Tamara Cofman Wittes, senior researcher at the Center for Middle East Policy at the Brookings Institution, said the reassessment is necessary to contain the culture of impunity that Saudi Arabia operated under the Trump administration, while reflecting a changed world.

“Changes in global energy markets mean that Saudi Arabia’s role in global oil prices is not as dominant as before,” she said. “The Middle East in general is less central to America’s global strategy.”

“But you can’t take relationships for granted in general and I think that’s true here,” she added.

This includes reports from the Saudi government that tries to kidnap one of its critics on American soil and FBI assessments that the Kingdom uses its diplomatic facilities to help Saudi citizens escape a lawsuit in American courts. In November 2019, two former Twitter employees and a Saudi citizen were charged by the Justice Department for acting as illegal agents of a foreign government.

“This desire for reevaluation may be triggered by some of the very worrying Saudi behaviors that we have seen in recent years, but it is also driven by these trends that really cannot be ignored,” said Wittes, who served as deputy assistant secretary of state for state affairs. Middle East in the Obama administration.

Riyadh holds an important bargaining chip with the Biden government over the possibility of opening relations with Israel, following the Trump administration’s mediation of diplomatic ties between Jerusalem and the United Arab Emirates, Bahrain, Sudan and Morocco.

Although Saudi Arabia maintains silent security ties with Israel in the face of Iran, and has taken small steps to smooth relations – such as opening airspace for Israeli commercial flights – it has avoided fully opening ties with the Saudi king’s commitment Salman with the Palestinians.
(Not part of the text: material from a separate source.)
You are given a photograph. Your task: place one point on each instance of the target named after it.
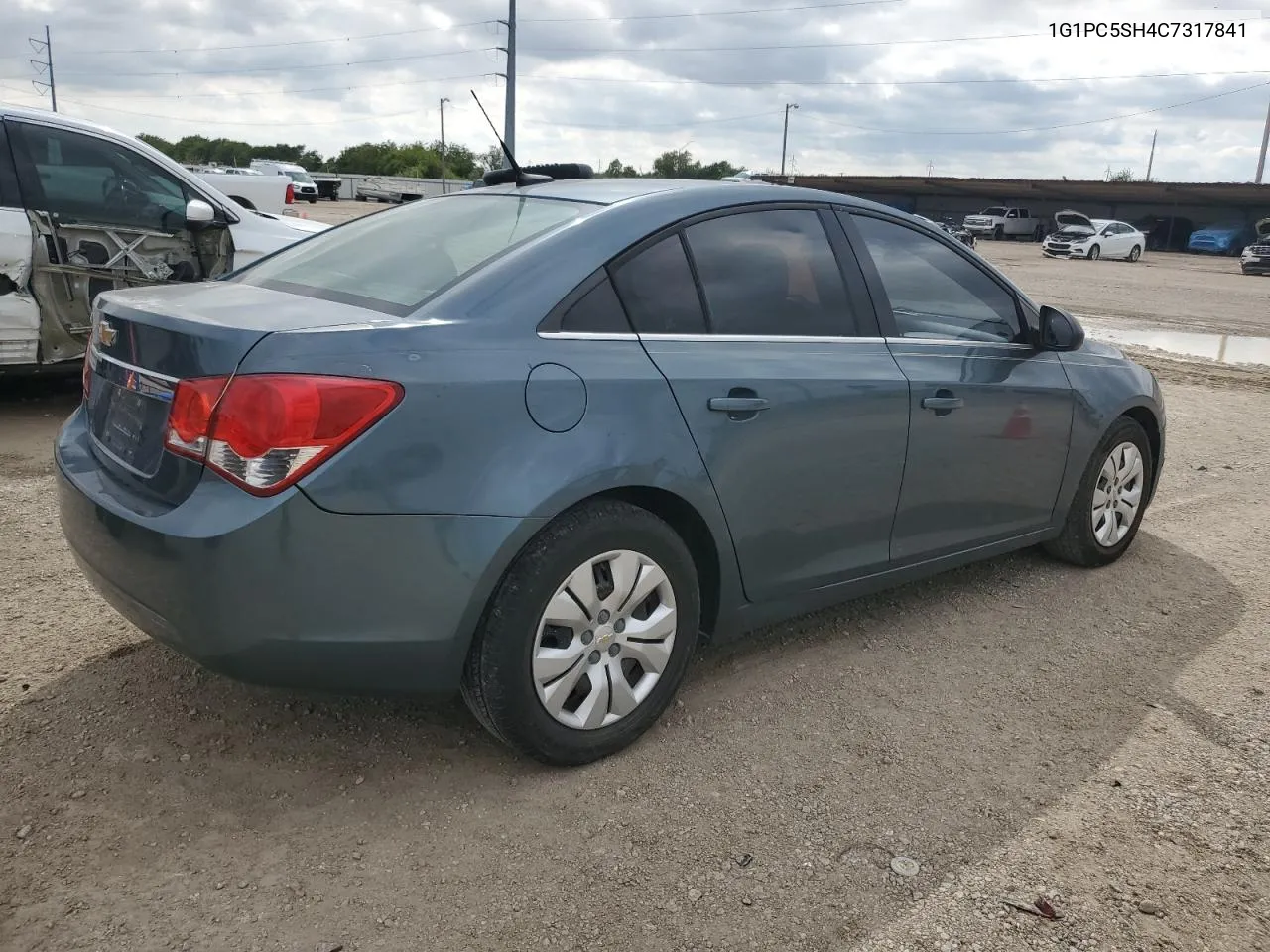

“If and when – I suspect it is a matter of when – the Saudis decide to take another step towards normalization with Israel, they will see … this as a way of energizing their very low relationship with what they anticipate is a next Biden government, ”said Miller, of the Carnegie Endowment for International Peace.

The relationship between the United States and Saudi Arabia is considered a tense but necessary alliance, based on common goals about shared values, said Ibish of the Arab Gulf States Institute.

This includes the US’s need for relations with Saudi Arabia as part of broader alliances to curb China’s global ambitions, destabilizing activities in Russia and maintaining stability in the Middle East.

Riyadh, in turn, needs the security provided by the United States as a global power to ensure its own national integrity.

“For the US, it really is global politics at its highest level,” said Ibish. “The two countries are stuck with each other.”